O PSDB saiu da convenção de 31 de maio, em Brasília, com a cara de João Doria. Foi ele quem tratorou as antigas lideranças do partido ao eleger o atual presidente, Bruno Araújo. Na condição de novo grão-tucano, Doria defende uma série de mudanças na legenda, que vão do ideário liberal, pró-­mercado, em detrimento da social-­democracia, a uma postura mais firme nos temas nacionais (inclusive na expulsão de membros com denúncias de corrupção). Embora demonstre respeito por seus antigos caciques (“Fernando Henrique Cardoso é um dos maiores talentos que a política brasileira já produziu”, diz), ele afirma que o momento é de renovação. João Doria, 61 anos, recebeu VEJA no Palácio Bandeirantes — logo depois de um encontro com o sertanejo Zezé Di Camargo, com quem combinou um jogo de futebol beneficente — para falar do novo PSDB, de sua relação com Jair Bolsonaro e do próprio governo.
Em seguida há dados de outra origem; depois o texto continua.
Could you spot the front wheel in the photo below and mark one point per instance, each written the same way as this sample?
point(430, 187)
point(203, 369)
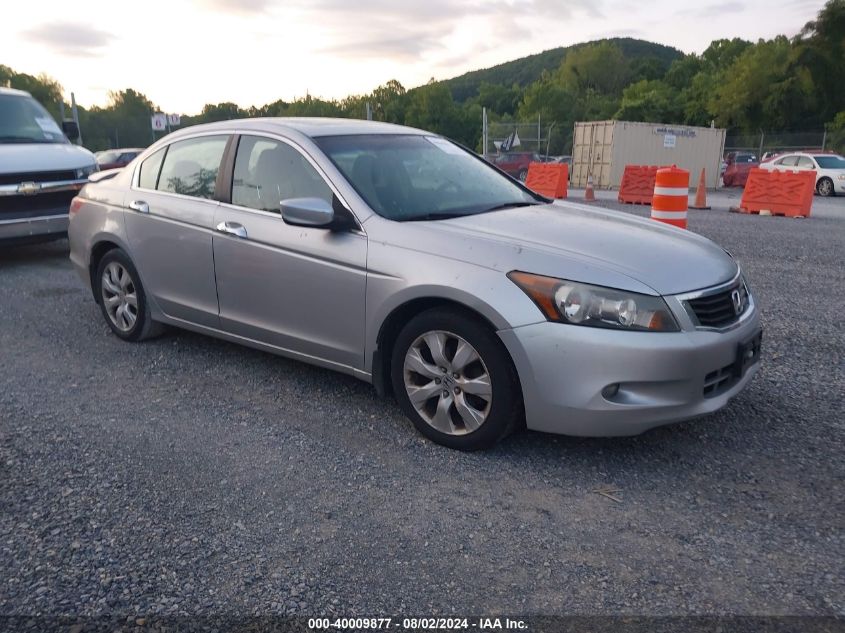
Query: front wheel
point(122, 299)
point(454, 379)
point(825, 187)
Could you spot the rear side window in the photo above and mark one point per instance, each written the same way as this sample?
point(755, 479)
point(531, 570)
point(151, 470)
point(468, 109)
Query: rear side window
point(190, 167)
point(149, 170)
point(269, 171)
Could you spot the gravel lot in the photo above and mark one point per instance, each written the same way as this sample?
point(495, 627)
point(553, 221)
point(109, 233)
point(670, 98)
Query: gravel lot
point(190, 476)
O que muda no PSDB a partir de agora? Passamos a ser um partido que tem posições e toma decisões. Não queremos com isso fazer críticas ao passado. A história do PSDB precisa ser preservada e valorizada, mas não podemos viver da história. Temos de ser protagonistas da história.

E quais são as novas posições do partido? Ele deixa de ser um partido de centro-esquerda para ser um partido de centro, que dialoga com a esquerda e a direita mas se afasta dos extremos tanto de um lado quanto de outro. Será um partido que tem uma proposta liberal de economia, com menos Estado, pró-mercado, pró-desenvolvimento.

O Bolsa Escola, criado no governo de Fernando Henrique Cardoso, deu origem ao Bolsa Família, do governo Lula. Qual a posição sobre esse tipo de programa social? Não se trata de condenar o Bolsa Família, mas de estimular a geração de empregos e de oportunidades. Muito melhor que receber um favor através do Bolsa Família, que é uma renda limitada, embora útil para quem nada possui, é ter um emprego e, com isso, sua autonomia, sem nenhum grau de dependência. Não recomendamos nem estimulamos o encerramento dos programas sociais existentes, mas gradual­mente, à medida que se recupera a economia, você vai transferindo a seus beneficiários o direito à cidadania plena. A economia será o carro-­chefe do desenvolvimento social.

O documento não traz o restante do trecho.